Percentile Hausdorff Distance (xᵗʰ HD)

The xᵗʰ percentile of the Hausdorff Distance (HD) measures the xᵗʰ percentile of all the distances from a point on one boundary to the closest point on the other boundary. A common value is x = 95 (HD95). Find more information about xᵗʰ HD.

\[ \text{HD95}(\text{A}, \text{B}) = \max \Bigl\{ d_{95}(\text{A}, \text{B}), \, d_{95}(\text{B}, \text{A}) \Bigr\} \]

\[ d_{95}(\text{A}, \text{B}) = \text{x}_{\! \substack{95 \\ \text{a} \in \text{A}}} \Bigl\{ \min_{\text{b} \in \text{B}} d(\text{a}, \text{b})\Bigr\} \]

Interpretation:
Values range from 0 to ∞. Lower values indicate better agreement between surfaces.

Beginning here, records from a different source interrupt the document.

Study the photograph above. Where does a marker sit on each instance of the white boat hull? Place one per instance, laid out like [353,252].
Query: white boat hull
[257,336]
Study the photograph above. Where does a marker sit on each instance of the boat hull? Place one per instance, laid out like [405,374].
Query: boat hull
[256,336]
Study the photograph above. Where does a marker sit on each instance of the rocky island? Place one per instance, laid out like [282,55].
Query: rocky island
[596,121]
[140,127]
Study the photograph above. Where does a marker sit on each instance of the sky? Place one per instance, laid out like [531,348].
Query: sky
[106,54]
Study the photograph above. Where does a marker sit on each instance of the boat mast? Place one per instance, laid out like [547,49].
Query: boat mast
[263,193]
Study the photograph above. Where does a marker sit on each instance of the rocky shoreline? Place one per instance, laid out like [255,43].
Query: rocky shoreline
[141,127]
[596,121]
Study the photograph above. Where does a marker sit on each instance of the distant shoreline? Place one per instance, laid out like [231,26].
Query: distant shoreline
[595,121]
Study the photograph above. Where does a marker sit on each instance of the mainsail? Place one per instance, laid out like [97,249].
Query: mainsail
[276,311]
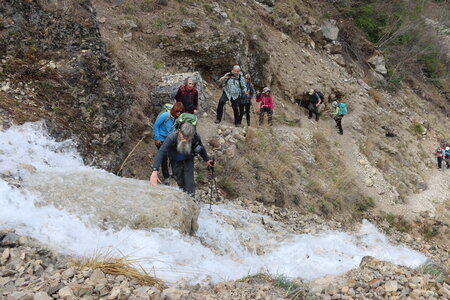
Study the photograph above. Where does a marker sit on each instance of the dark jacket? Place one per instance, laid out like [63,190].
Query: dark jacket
[314,98]
[188,98]
[169,148]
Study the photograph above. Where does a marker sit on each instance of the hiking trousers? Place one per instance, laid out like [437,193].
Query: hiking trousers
[234,104]
[244,108]
[338,120]
[164,165]
[439,162]
[312,108]
[262,111]
[183,171]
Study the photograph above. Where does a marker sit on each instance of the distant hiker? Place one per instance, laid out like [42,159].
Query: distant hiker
[188,95]
[314,102]
[164,125]
[440,155]
[447,157]
[246,100]
[267,105]
[234,88]
[180,147]
[339,113]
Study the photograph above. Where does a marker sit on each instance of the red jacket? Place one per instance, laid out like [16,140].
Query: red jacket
[266,100]
[188,98]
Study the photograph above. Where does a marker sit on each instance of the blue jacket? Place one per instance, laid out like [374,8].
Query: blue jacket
[162,128]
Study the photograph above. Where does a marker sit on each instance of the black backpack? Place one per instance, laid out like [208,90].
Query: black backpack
[321,95]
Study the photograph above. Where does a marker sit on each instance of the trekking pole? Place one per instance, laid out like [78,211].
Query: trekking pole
[212,185]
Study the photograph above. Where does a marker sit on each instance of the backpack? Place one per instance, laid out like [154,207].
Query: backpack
[166,107]
[186,117]
[321,95]
[342,109]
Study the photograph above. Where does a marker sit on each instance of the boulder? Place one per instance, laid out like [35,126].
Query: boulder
[116,202]
[329,30]
[378,63]
[165,92]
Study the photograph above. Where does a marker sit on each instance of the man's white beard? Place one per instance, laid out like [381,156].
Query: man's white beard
[184,147]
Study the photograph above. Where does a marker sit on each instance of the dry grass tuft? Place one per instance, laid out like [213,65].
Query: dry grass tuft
[125,266]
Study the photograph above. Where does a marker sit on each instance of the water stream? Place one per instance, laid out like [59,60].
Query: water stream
[230,243]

Normalized Surface Distance (NSD)

NSD measures the DSC on boundary pixels with an uncertainty margin. The degree of strictness for what constitutes a correct boundary is represented by the tolerance parameter τ. Only boundary parts within the border regions defined by τ are counted as TP. NSD therefore captures known uncertainties in the reference and allows acceptable deviations from the reference for the predicted boundary. Find more information about NSD.

\[ \text{NSD}(\text{A}, \text{B})^{(\tau)} = \frac{ \lvert S_\text{A} \cap {\mathcal{B}_\text{B}}^{(\tau)} \rvert + \lvert S_\text{B} \cap {\mathcal{B}_\text{A}}^{(\tau)} \rvert }{ \lvert S_{\text{A}} \rvert + \lvert S_{\text{B}} \rvert } \]

Where:

\(\tau\) is a distance tolerance

Interpretation:
Values range from 0 to 1. Higher values indicate better surface agreement.

Boundary IoU

Boundary IoU measures the overlap between the predicted and reference boundaries up to a predefined width d. Find more information about Boundary IoU.

\[ \text{Boundary IoU}(\text{A}, \text{B}) = \frac{|\text{A}_{\text{d}} \cap \text{B}_{\text{d}}|}{|\text{A}_{\text{d}}| + |\text{B}_{\text{d}}| - |\text{A}_{\text{d}} \cap \text{B}_{\text{d}}|} = \frac{|\text{A}_{\text{d}} \cap \text{B}_{\text{d}}|}{|\text{A}_{\text{d}} \cup \text{B}_{\text{d}}|} \]

Interpretation:
Values range from 0 to 1. Higher values indicate better surface agreement.